Nerval remonte ensuite vers la Turquie, et dans « Les nuits de Ramazan » il nous donne de vives images des bazars, des théâtres, des populations mêlées d'Istanbul. C'est dans un café de cette ville qu'il recueille de la bouche d'un conteur fameux la si belle « Histoire de la Reine du Matin et de Soliman. Prince des Génies ». A ce voyage qui a duré un peu moins d'un an, Gérard de Nerval devait ajouter, pour former le Voyage en Orient, le récit d'un de ses voyages précédents en Suisse, en Bavière et à Vienne, qui constitue dans le livre comme une introduction au Voyage lui-même. Enfin deux appendices contiennent des notes très détaillées et très précises sur les « Mœurs des égyptiens modernes », sur les « arts chez les Orientaux » le catéchisme des Druses, la « légende de Salomon ». Ces souvenirs de voyage virent le jour tout d'abord dans les revues, l’Artiste et la Revue des Deux Mondes.
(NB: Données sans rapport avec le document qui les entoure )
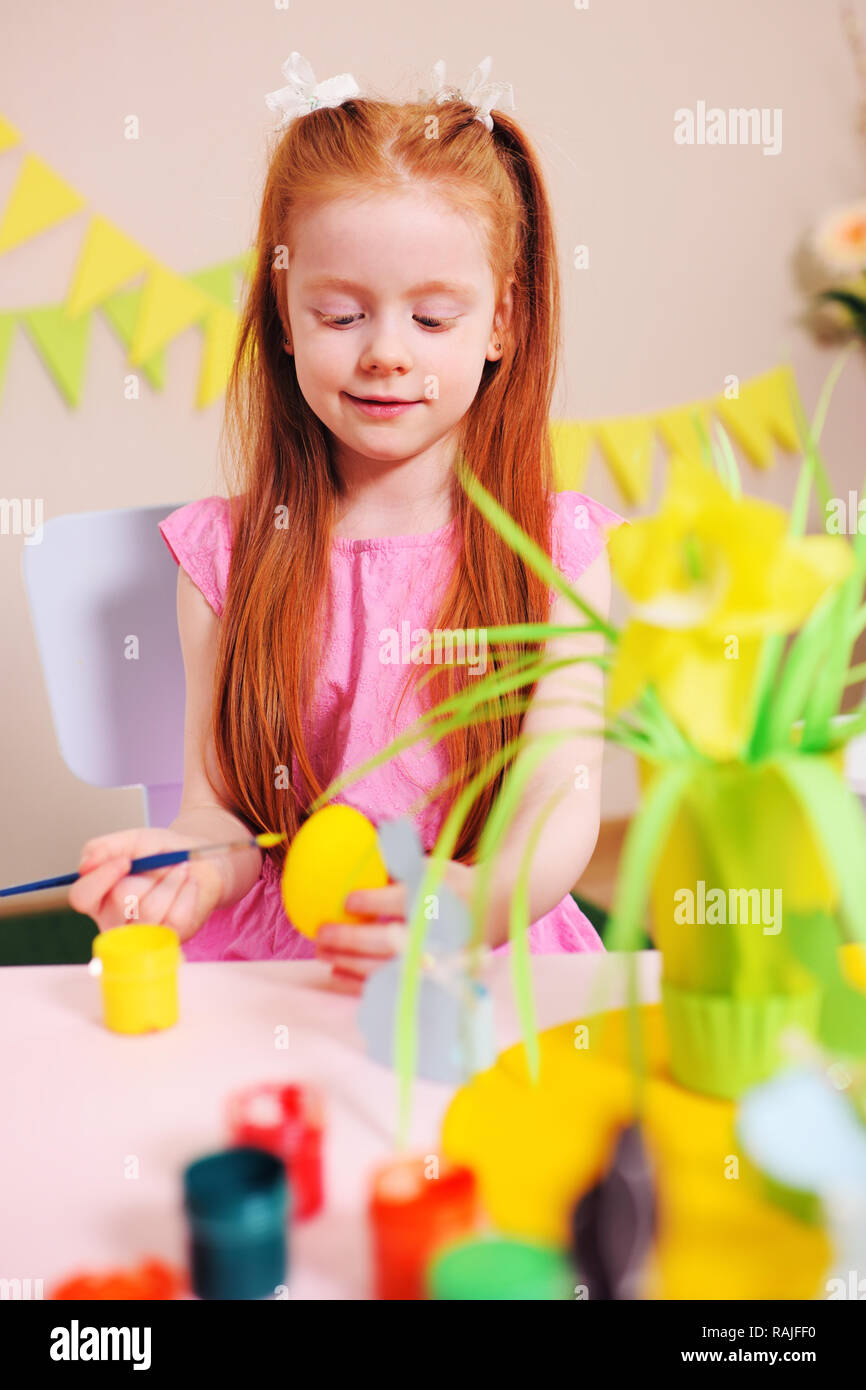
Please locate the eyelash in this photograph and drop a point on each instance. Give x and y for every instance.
(426, 320)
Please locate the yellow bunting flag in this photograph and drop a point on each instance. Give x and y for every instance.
(7, 327)
(9, 135)
(220, 342)
(246, 263)
(763, 412)
(628, 446)
(39, 199)
(107, 260)
(123, 313)
(61, 342)
(170, 305)
(572, 444)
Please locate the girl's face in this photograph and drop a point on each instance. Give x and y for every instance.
(391, 296)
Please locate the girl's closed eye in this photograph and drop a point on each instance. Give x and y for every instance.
(426, 320)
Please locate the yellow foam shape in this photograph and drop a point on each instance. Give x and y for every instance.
(537, 1148)
(852, 961)
(332, 854)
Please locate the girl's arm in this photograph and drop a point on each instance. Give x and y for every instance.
(569, 698)
(570, 834)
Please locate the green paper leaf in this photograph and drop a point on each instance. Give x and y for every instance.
(815, 940)
(641, 848)
(838, 827)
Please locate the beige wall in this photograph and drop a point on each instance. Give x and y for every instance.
(690, 246)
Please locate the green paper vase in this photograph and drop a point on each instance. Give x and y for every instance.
(722, 1044)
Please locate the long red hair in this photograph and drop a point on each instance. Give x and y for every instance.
(278, 577)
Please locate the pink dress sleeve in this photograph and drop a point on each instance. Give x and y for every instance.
(580, 531)
(199, 538)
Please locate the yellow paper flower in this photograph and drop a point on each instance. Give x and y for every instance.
(840, 241)
(709, 577)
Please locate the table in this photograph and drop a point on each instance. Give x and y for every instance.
(99, 1126)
Nerval tira ensuite de ces articles deux volumes : Scènes de la vie orientale. Les Femmes du Caire (1848) et Scènes de la Vie orientale. II. Les Femmes du Liban (1850) enfin l'œuvre parut sous la forme que nous lui connaissons, en 1851, chez l'éditeur Charpentier. Il est peu de compagnons de voyage plus intéressants, plus charmants, que Gérard de Nerval, peu d'êtres plus sensibles à la beauté des choses et des gens et sachant mieux la rendre en termes simples, dans un style dépouillé et raffiné. Il n'a pas les préjugés qu'ont eus ses prédécesseurs, Chateaubriand et Lamartine, incapables le plus souvent de sortir de leurs carapaces d'hommes du XIXe siècle français, et venus là surtout pour contrôler l'exactitude de leurs vues à priori sur l'Orient. Nerval, lui, est un voyageur désintéressé, il se laisse aller à l'atmosphère orientale ; il participe à cette vie séculaire, sans pour cela perdre son esprit si aigu d'analyse. Nerval n'est pas non plus affamé de pittoresque comme Flaubert, qui suivit quelques années plus tard à peu près le même itinéraire que lui (Correspondance de Flaubert) : c'est qu'il n'est pas hanté par la recherche de matériaux pour ses œuvres littéraires. Sous sa forme très libre, le Voyage en Orient est une des plus belles œuvres en prose de Gérard de Nerval.